IN NOME DEL POPOLO ITALIANO

Il Tribunale Amministrativo Regionale per la Lombardia

(Sezione Terza)

ha pronunciato la presente

SENTENZA

sul ricorso numero di registro generale 2549 del 2015, proposto da Solena srl, in persona del legale rappresentante pro tempore, rappresentato e difeso dagli avvocati Giancarlo Tanzarella e Carlo Maria Tanzarella, con domicilio eletto presso il loro studio, in Milano, piazza Velasca, 5;

contro

la Regione Lombardia, in persona del legale rappresentante pro tempore, rappresentato e difeso dall’avv. Viviana Fidani, con domicilio eletto presso l’Avvocatura regionale, in Milano, piazza Città di Lombardia, 1;

nei confronti di

Comune di Paderno Dugnano, in persona del legale rappresentante pro tempore, rappresentato e difeso dall’avvocato Monica Modolo, con domicilio presso la Segreteria di questo Tribunale Amministrativo Regionale per la Lombardia, Sede di Milano, in Milano, via Filippo Corridoni, 39;
Città metropolitana di Milano, ARPA – Agenzia regionale protezione ambiente – Lombardia, n.c.;

per l’annullamento,

previa misura cautelare,

- del decreto dirigenziale 15 settembre 2015, n. 7390, recante il riesame, si sensi dell’art. 29 octies del D. lgs. n. 152/2006, dell’AIA - autorizzazione integrata ambientale già rilasciata alla società ricorrente con d.d.s. 1 giugno 2011, n. 5029, per la realizzazione e l’esercizio dell’impianto di recupero di rifiuti sito in Paderno Dugnano, nonché del relativo allegato tecnico, nelle parti in cui contengono prescrizioni gravose a carico della società ricorrente;

- dei verbali delle riunioni istruttorie della Conferenza di servizi tenutasi nel corso del procedimento di riesame dell’AIA.

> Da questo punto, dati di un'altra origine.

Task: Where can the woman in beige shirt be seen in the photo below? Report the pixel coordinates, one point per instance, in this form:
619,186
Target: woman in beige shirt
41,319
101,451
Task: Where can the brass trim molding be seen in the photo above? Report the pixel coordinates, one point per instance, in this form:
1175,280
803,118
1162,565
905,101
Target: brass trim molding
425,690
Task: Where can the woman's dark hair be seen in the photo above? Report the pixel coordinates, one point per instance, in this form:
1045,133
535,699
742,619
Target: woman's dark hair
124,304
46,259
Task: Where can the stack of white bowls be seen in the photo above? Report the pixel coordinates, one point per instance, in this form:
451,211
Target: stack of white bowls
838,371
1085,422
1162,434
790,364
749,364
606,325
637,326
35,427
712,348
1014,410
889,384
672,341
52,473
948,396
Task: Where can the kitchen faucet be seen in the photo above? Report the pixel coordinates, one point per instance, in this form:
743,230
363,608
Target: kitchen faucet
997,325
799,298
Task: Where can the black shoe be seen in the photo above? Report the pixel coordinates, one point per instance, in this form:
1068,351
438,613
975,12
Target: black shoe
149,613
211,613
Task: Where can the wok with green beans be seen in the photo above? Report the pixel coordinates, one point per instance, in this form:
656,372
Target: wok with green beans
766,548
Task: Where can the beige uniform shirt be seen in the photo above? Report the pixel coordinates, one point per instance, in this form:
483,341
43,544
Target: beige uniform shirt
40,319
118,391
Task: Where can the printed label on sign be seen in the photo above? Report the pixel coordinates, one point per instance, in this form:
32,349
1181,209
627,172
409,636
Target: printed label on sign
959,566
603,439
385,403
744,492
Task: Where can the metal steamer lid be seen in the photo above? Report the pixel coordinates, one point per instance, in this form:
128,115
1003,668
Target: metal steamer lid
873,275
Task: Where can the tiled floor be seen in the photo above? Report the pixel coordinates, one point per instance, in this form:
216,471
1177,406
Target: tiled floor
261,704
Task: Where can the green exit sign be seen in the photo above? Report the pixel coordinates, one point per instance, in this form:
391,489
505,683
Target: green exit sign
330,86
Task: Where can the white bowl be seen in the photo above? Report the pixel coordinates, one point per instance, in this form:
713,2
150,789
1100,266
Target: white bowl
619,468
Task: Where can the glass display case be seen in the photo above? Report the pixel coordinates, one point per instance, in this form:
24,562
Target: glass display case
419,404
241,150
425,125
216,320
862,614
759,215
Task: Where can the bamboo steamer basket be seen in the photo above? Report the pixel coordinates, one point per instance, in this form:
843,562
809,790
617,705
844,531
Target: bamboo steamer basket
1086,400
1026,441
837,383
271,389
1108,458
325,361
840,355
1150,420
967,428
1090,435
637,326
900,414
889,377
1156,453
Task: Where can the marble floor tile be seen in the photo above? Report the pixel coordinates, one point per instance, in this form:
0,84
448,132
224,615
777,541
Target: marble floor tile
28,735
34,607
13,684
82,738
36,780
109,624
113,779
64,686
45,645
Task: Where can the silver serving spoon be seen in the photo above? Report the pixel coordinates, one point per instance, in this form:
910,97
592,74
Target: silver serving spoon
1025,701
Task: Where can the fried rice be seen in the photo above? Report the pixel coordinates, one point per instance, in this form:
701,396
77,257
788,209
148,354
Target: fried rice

Visti il ricorso e i relativi allegati;

Visti gli atti di costituzione in giudizio della Regione Lombardia e del Comune di Paderno Dugnano;

Visti gli atti della causa;

Relatore nell’udienza pubblica del giorno 19 ottobre 2016 il dott. Diego Spampinato e uditi per le parti i difensori come specificato nel verbale;

Ritenuto e considerato in fatto e diritto quanto segue.


FATTO

La Società ricorrente espone:

- di essere titolare di un impianto di trattamento e recupero di rifiuti sito in Comune di Paderno Dugnano, la cui realizzazione e il cui esercizio sarebbero stati assentiti con provvedimento di autorizzazione integrata ambientale rilasciato dalla Regione Lombardia nel 2011, successivamente modificato con decreto dirigenziale 3 settembre 2013, n. 7943 e da ultimo sottoposto a riesame con decreto dirigenziale 15 settembre 2015, n. 7390;

- di effettuare operazioni di messa in riserva (R13) e recupero (R5) delle scorie che residuano dagli impianti di incenerimento di rifiuti solidi urbani che consentirebbero di ricavare un materiale da utilizzare come materia prima in parziale sostituzione (sino a quote del 60%) del cemento per la produzione di calcestruzzi o conglomerati cementizi, attraverso una lavorazione che prevedrebbe un periodo di stoccaggio del materiale pre-trattato di circa 27 giorni;

- che oggetto del presente gravame è l’impugnazione del provvedimento di riesame dell’AIA nella parte in cui la Regione avrebbe elevato la fideiussione richiesta alla società ricorrente dall’originario importo di € 844.858,31, quale previsto nella prima autorizzazione, sino ad € 5.152.742,06, in dipendenza della decisione di escludere l’applicazione della norma della DGR 19 novembre 2004, n. 7/19461, che prevede la riduzione al 10% dell’importo delle garanzie finanziarie per lo svolgimento delle attività di messa in riserva di rifiuti, qualora questi ultimi “vengano avviati al recupero entro 6 mesi dall’accettazione nell’impianto”;

- che il gravame è esteso anche ad altre prescrizioni dell’AIA, con le quali l’Amministrazione avrebbe imposto alla società ricorrente una serie di obblighi di analisi sia dei rifiuti in ingresso che dei prodotti finiti, obblighi che non sarebbero previsti né dalla legge né dalla normativa tecnica, e che neppure si giustificherebbero per particolari esigenze di cautela imposte dalla natura dei materiali trattati o dalle caratteristiche del procedimento produttivo.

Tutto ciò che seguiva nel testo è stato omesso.